Foca pidió que lo enviaran a primera línea. Mientras saltaba con los demás, cayendo en los boquetes abiertos por las bombas, arrastrándose y volviéndose a levantar, tenía la profunda convicción de que todo había terminado para él. Su pasado se le dibujaba con perfecta claridad. ¿No es esto lo que le sucede al hombre que va a morir al instante siguiente? Había momentos en que le volvía el rostro de Catalina y la veía con sus pestañas claras bajas, sonriéndole como entonces antes de dormirse. Ahora lo único que importaba era cumplir con el deber. Debo imaginar que soy viejo y que lo he vivido todo. Foca estaba bien armado; llevaba una Sten.

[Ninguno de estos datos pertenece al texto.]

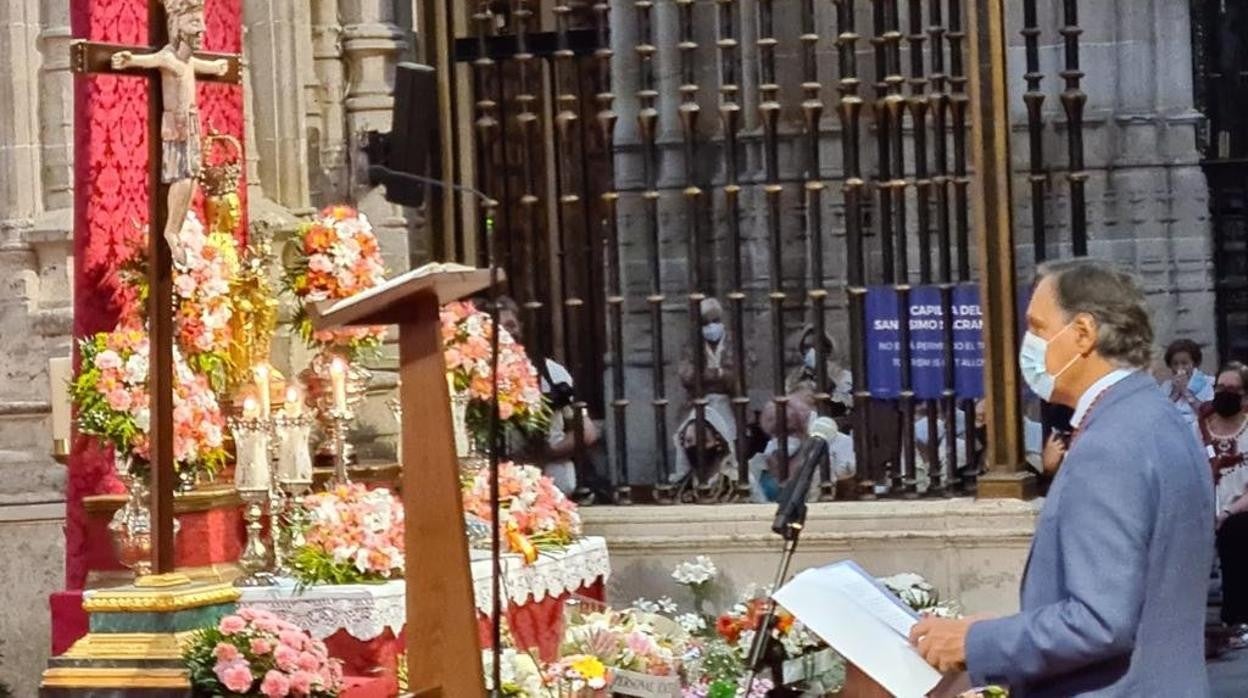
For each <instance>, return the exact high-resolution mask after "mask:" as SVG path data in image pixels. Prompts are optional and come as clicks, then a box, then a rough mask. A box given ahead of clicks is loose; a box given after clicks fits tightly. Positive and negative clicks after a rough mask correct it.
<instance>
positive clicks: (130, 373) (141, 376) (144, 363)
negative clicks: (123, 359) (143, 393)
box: [126, 353, 147, 385]
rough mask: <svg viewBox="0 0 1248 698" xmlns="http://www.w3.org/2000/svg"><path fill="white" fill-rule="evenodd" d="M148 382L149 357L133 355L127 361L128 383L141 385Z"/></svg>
mask: <svg viewBox="0 0 1248 698" xmlns="http://www.w3.org/2000/svg"><path fill="white" fill-rule="evenodd" d="M146 381H147V357H146V356H142V355H139V353H132V355H130V358H127V360H126V382H127V383H134V385H139V383H142V382H146Z"/></svg>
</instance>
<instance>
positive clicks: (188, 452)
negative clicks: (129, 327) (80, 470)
mask: <svg viewBox="0 0 1248 698" xmlns="http://www.w3.org/2000/svg"><path fill="white" fill-rule="evenodd" d="M80 355H81V365H80V367H79V373H77V376H76V377H75V378H74V382H72V385H71V386H70V396H71V397H72V400H74V402H75V405H76V406H77V408H79V411H77V422H79V431H81V432H82V433H86V435H91V436H95V437H99V438H100V440H101V441H104V442H106V443H109V445H110V446H112V447H114V448H116V450H119V451H121V452H125V453H131V455H134V456H136V457H139V458H140V460H142V461H146V460H149V447H150V443H149V432H150V428H151V407H150V405H149V393H147V372H149V366H150V362H151V350H150V347H149V341H147V335H146V332H144V331H140V330H131V328H120V330H116V331H112V332H101V333H99V335H95V336H94V337H91V338H89V340H84V341H82V342H81V343H80ZM223 445H225V417H223V416H222V413H221V407H220V405H218V403H217V397H216V395H215V393H213V392H212V388H211V387H210V386H208V382H207V380H206V378H205V377H203V376H201V375H197V373H195V372H192V371H191V368H190V367H188V366H187V365H186V362H185V361H182V356H181V352H178V351H176V350H175V352H173V460H175V462H176V463H177V465H178V467H180V468H185V467H190V468H202V469H208V471H216V469H217V468H220V467H221V466H222V465H223V463H225V460H226V453H225V448H223Z"/></svg>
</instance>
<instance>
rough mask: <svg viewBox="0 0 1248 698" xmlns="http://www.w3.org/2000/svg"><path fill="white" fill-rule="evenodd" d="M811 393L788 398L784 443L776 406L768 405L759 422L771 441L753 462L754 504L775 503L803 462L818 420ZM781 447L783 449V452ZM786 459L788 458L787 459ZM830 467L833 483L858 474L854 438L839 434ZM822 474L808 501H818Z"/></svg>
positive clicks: (785, 424)
mask: <svg viewBox="0 0 1248 698" xmlns="http://www.w3.org/2000/svg"><path fill="white" fill-rule="evenodd" d="M814 397H815V396H814V393H811V392H797V393H792V395H790V396H789V401H787V405H786V407H785V425H784V433H785V437H784V441H781V440H780V432H781V428H780V423H779V420H776V407H775V402H771V401H768V405H766V407H764V408H763V413H761V416H760V418H759V422H760V426H761V427H763V431H764V432H765V433H768V435H769V436H770V437H771V438H770V440H769V441H768V445H766V447H765V448H764V450H763V452H761V453H756V455H755V456H754V457H753V458H750V463H749V466H750V498H751V499H753V501H754V502H759V503H768V502H775V501H776V497H778V496H779V494H780V491H781V489H784V486H785V484H786V483H787V482H789V478H790V477H792V476H794V474H796V472H797V468H800V466H801V462H800V460H799V458H797V452H799V451H800V450H801V446H802V443H805V441H806V438H807V437H809V435H810V425H811V422H812V421H814V420H815V417H816V413H815V400H814ZM781 443H782V445H784V448H781ZM786 456H787V457H786ZM827 457H829V458H830V462H829V466H830V472H831V476H832V478H834V479H837V481H840V479H847V478H851V477H854V474H855V473H856V472H857V462H856V460H855V457H854V438H851V437H850V436H849V435H845V433H840V432H837V433H836V435H835V436H834V437H832V440H831V441H829V443H827ZM821 482H822V478H821V473H819V472H816V473H815V479H814V483H812V484H811V488H810V492H809V494H807V497H809V498H810V499H811V501H814V499H816V498H817V497H819V492H820V487H819V486H820V483H821Z"/></svg>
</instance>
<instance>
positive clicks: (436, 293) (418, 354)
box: [311, 263, 502, 698]
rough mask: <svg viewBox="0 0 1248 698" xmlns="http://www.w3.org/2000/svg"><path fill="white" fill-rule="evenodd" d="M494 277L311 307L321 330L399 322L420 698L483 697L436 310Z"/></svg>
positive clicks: (408, 665) (416, 662) (422, 288)
mask: <svg viewBox="0 0 1248 698" xmlns="http://www.w3.org/2000/svg"><path fill="white" fill-rule="evenodd" d="M499 276H502V273H499ZM489 281H490V280H489V271H487V270H474V268H470V267H464V266H459V265H437V263H436V265H426V266H423V267H421V268H418V270H413V271H411V272H408V273H404V275H402V276H398V277H396V278H393V280H391V281H388V282H387V283H384V285H382V286H379V287H376V288H371V290H368V291H366V292H363V293H357V295H356V296H352V297H351V298H346V300H342V301H337V302H332V303H331V302H326V303H321V305H319V307H314V308H312V311H311V318H312V326H313V327H314V328H317V330H329V328H333V327H342V326H348V325H398V330H399V342H398V347H399V350H398V356H399V378H401V381H402V385H401V387H399V405H401V406H402V438H403V509H404V514H406V522H407V526H406V534H404V544H406V549H407V663H408V684H409V689H411V691H412V693H413V694H416V696H418V697H419V696H427V697H433V696H444V697H447V698H470V697H473V696H478V697H484V696H485V686H484V676H483V669H482V662H480V643H479V641H478V634H477V606H475V603H474V602H473V589H472V569H470V567H469V559H468V538H467V534H466V532H464V516H463V499H462V494H461V492H459V469H458V468H459V466H458V453H456V442H454V433H453V428H454V427H453V425H452V417H451V395H449V392H448V387H447V368H446V363H444V361H443V357H442V336H441V323H439V320H438V310H439V308H441V307H442V305H443V303H447V302H451V301H456V300H459V298H463V297H466V296H470V295H473V293H477V292H478V291H482V290H484V288H488V287H489Z"/></svg>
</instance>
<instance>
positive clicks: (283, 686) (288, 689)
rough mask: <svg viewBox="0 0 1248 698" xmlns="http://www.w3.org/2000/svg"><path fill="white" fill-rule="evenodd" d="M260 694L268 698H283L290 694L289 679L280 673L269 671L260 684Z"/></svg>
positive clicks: (279, 672) (290, 691)
mask: <svg viewBox="0 0 1248 698" xmlns="http://www.w3.org/2000/svg"><path fill="white" fill-rule="evenodd" d="M260 692H261V693H263V694H265V696H267V697H268V698H283V697H285V696H287V694H288V693H290V692H291V679H288V678H286V674H283V673H282V672H278V671H273V669H270V671H268V673H267V674H265V681H263V682H261V684H260Z"/></svg>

Pero la vida no se cierra nunca de un modo perfecto y lo que debía ser un post-scriptum empieza a desarrollarse y a complicarse. Aquel edificio estaba en el límite del ghetto destruido. Desde sus balcones se veía, en gris y rosa, una extensión de escombros en la que había tenido tiempo de crecer una hierba bastante alta. Año y medio antes, aquí mismo había aún casas, y desde sus ventanas los acorralados judíos se defendían de los alemanes con sus revólveres. Foca recordaba aquellas semanas. Las armas que él fabricaba entonces por orden de su grupo socialista estaban destinadas al ghetto. Pero, aparte de su trabajo, lo único que hacía Foca era observar, mezclado con la multitud, en la plaza Krasinski. Los niños se acercaban para ver bien las baterías alemanas. Desde allí se veía perfectamente cómo se movían los cañones a cada disparo, las ventanas por donde asomaba una mano armada, los trozos de muro que se derrumbaban… «Oh, oh, le han dado», gritaba la gente. «Allí, fíjense ustedes; se ha quedado colgado de la ventana». El viento llevaba hacia las iglesias las nubes de humo del ghetto incendiado y la gente salía de misa endomingada y se iba luego a ver el carrusel donde montaban las chicas. Algunas ancianas decían, preocupadas: «Han empezado quemando a los judíos, pero luego nos tocará a todos los demás». Aquí, en este mismo espacio, late el recuerdo de cien mil muertos, doscientos mil, medio millón, y cada uno de los individuos que compusieron la masa asesinada por los alemanes tenía una historia diferente, privada; cada uno de ellos tuvo que interrumpir un amor, una voluntad y una esperanza. Unos soldados alemanes desplazaban su artillería ligera. A lo lejos, detrás de aquella extensión monótona de ruinas, se veía la línea blanca de los barrios del norte. La casa donde estaba Foca era sólida. Los obuses mordían sus muros, pero hasta ahora el daño no era muy grande. Las ventanas les ofrecían a los defensores un buen campo de tiro que les permitía tener a distancia a los alemanes. La casa vecina, a unos centenares de metros, estaba ya en manos del enemigo, que había instalado en ella unos nidos de ametralladoras.

No había más alimento que unos sacos de guisantes. En los sótanos, las mujeres preparaban la sopa. También era al sótano a donde iban a dormir por turno. La mayor parte del equipo se componía de estudiantes de diecisiete o dieciocho años que se movían como viejos soldados y llevaban unos cascos enormes para sus débiles cuellos. También había hombres mayores. Foca fue descubriendo poco a poco quiénes eran sus compañeros y las tensiones existentes entre ellos. Como en un submarino en acción, nada se borraba a no ser en los breves instantes en que el combate se hacía muy intenso. Cada uno de ellos había encerrado en esta casa todo su pasado.